Mammalian FEN1 is known to be bound to and stimulated by PCNA (15, 16). To examine whether X-FEN1 can bind to PCNA, we subjected mixtures of PCNA and X-FEN1 to native polyacrylamide gel electrophoresis followed by immunoblotting. In this gel electrophoresis system, the free X. laevis PCNA protein ran toward the anode (Fig. 4A, lane 1), whereas the free X-FEN1 protein barely entered the gel (Fig. 4B, lane 3). The difference in their mobilities seems to result from their isoelectric points (4.3 for X. laevis PCNA; 7.9 for X-FEN1). When mixed with X-FEN1, X. laevis PCNA exhibited a slower mobility in gel electrophoresis (Fig. 4A, lane 2).
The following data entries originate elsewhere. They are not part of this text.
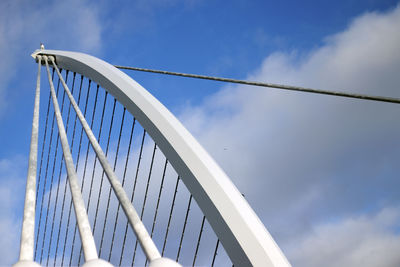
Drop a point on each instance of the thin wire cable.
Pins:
(65, 183)
(58, 181)
(170, 215)
(123, 183)
(109, 192)
(86, 161)
(40, 170)
(198, 241)
(43, 145)
(269, 85)
(95, 160)
(51, 183)
(88, 243)
(133, 193)
(102, 175)
(28, 223)
(158, 201)
(45, 178)
(76, 169)
(145, 198)
(159, 197)
(215, 253)
(184, 227)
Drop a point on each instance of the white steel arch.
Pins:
(244, 237)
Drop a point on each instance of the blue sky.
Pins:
(321, 172)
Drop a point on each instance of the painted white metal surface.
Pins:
(28, 224)
(241, 232)
(137, 225)
(85, 231)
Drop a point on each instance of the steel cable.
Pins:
(95, 160)
(170, 215)
(59, 178)
(184, 227)
(133, 192)
(45, 179)
(65, 183)
(102, 175)
(269, 85)
(51, 182)
(87, 153)
(123, 183)
(145, 197)
(109, 192)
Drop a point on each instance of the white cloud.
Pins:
(11, 205)
(303, 159)
(361, 241)
(73, 25)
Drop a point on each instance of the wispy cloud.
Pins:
(11, 204)
(73, 25)
(303, 160)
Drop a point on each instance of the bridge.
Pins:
(115, 179)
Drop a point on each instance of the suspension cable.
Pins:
(79, 205)
(145, 198)
(45, 180)
(65, 183)
(143, 236)
(109, 191)
(28, 224)
(133, 192)
(170, 215)
(198, 241)
(123, 183)
(84, 169)
(269, 85)
(59, 179)
(184, 227)
(51, 180)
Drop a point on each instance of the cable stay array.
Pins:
(115, 180)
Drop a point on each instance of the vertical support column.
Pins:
(88, 244)
(28, 224)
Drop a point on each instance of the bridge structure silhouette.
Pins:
(114, 179)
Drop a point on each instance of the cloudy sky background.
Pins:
(321, 172)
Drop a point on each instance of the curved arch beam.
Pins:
(244, 237)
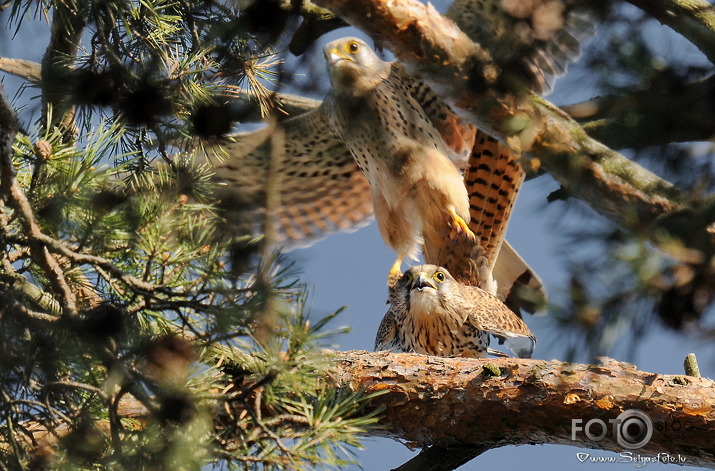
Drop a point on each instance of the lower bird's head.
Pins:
(353, 65)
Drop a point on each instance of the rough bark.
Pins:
(464, 407)
(694, 19)
(462, 72)
(458, 402)
(638, 119)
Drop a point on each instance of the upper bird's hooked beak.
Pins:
(334, 56)
(421, 282)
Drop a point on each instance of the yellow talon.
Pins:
(395, 272)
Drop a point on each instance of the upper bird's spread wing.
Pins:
(487, 313)
(530, 40)
(320, 188)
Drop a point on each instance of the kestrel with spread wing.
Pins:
(433, 314)
(383, 142)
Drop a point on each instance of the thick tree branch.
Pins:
(455, 402)
(28, 70)
(435, 49)
(694, 19)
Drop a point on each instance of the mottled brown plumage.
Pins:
(382, 130)
(531, 40)
(433, 314)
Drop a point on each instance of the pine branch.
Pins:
(13, 193)
(462, 72)
(638, 119)
(28, 70)
(456, 402)
(436, 458)
(65, 38)
(694, 19)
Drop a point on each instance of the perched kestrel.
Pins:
(382, 141)
(433, 314)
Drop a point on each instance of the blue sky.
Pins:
(351, 270)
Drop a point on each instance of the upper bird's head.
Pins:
(353, 65)
(426, 287)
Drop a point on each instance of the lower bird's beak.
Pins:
(422, 282)
(334, 56)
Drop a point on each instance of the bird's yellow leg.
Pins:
(459, 226)
(395, 271)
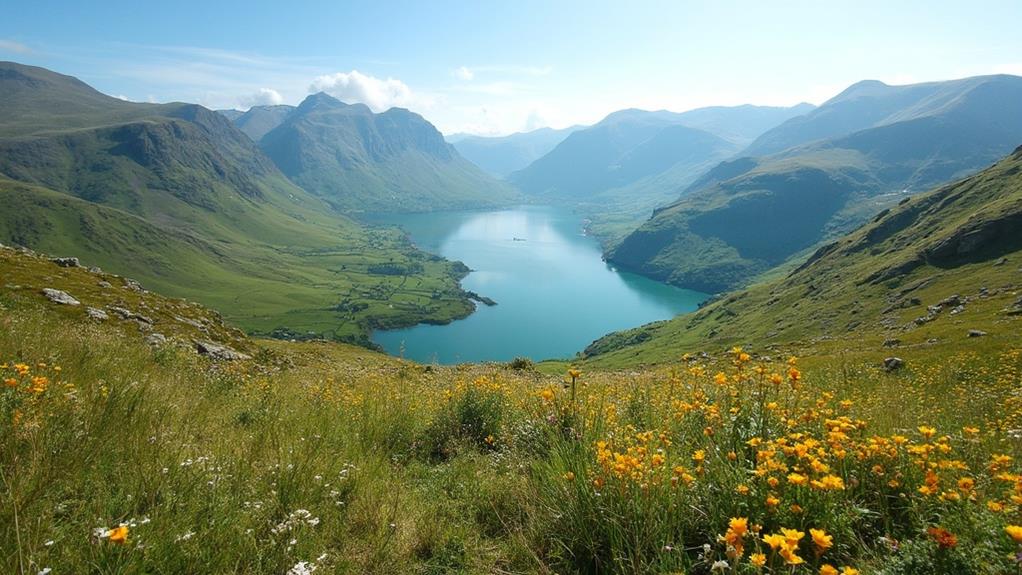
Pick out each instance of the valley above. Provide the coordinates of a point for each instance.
(535, 289)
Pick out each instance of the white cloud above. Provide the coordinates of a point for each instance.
(357, 87)
(262, 97)
(11, 46)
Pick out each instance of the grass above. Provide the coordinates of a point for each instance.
(358, 463)
(333, 288)
(177, 198)
(869, 287)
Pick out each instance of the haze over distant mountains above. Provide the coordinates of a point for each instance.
(178, 197)
(361, 161)
(823, 174)
(502, 155)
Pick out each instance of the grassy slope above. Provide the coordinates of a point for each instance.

The band detected by an anti-PCNA antibody was also recognized by the anti-X-FEN1 antibody (Fig. 4B, lane 2), indicating that it should contain a complex of X-FEN1 and PCNA. The experiment with increasing amounts of the X-FEN1 protein revealed that the molar ratio of the two proteins in the complex was approximately 1 to 1 (Fig. 4C). We also examined the effect of X. laevis PCNA and RF-C on the X-FEN1 activity. In the excision assay with the oligonucleotide substrate, however, neither the purified PCNA protein nor the BE-1 fraction containing the RF-C activity increased the efficiency of removal of the 5'-terminal tetrahydrofuran residues by X-FEN1 (Fig. 3B, lanes 4-6). A possible explanation for the failure of PCNA to stimulate X-FEN1 in this experiment is that the linear oligonucleotide used in the excision assay may be a poor substrate for the PCNA-dependent reaction. Podust et al. (28) reported that PCNA was much less stably loaded on linear DNA than on circular DNA. We also observed that the PCNA-dependent pathway was able to efficiently repair AP sites on circular DNA but not on linear DNA (29). Thus, all of the subsequent experiments were conducted with circular DNA as a repair assay substrate.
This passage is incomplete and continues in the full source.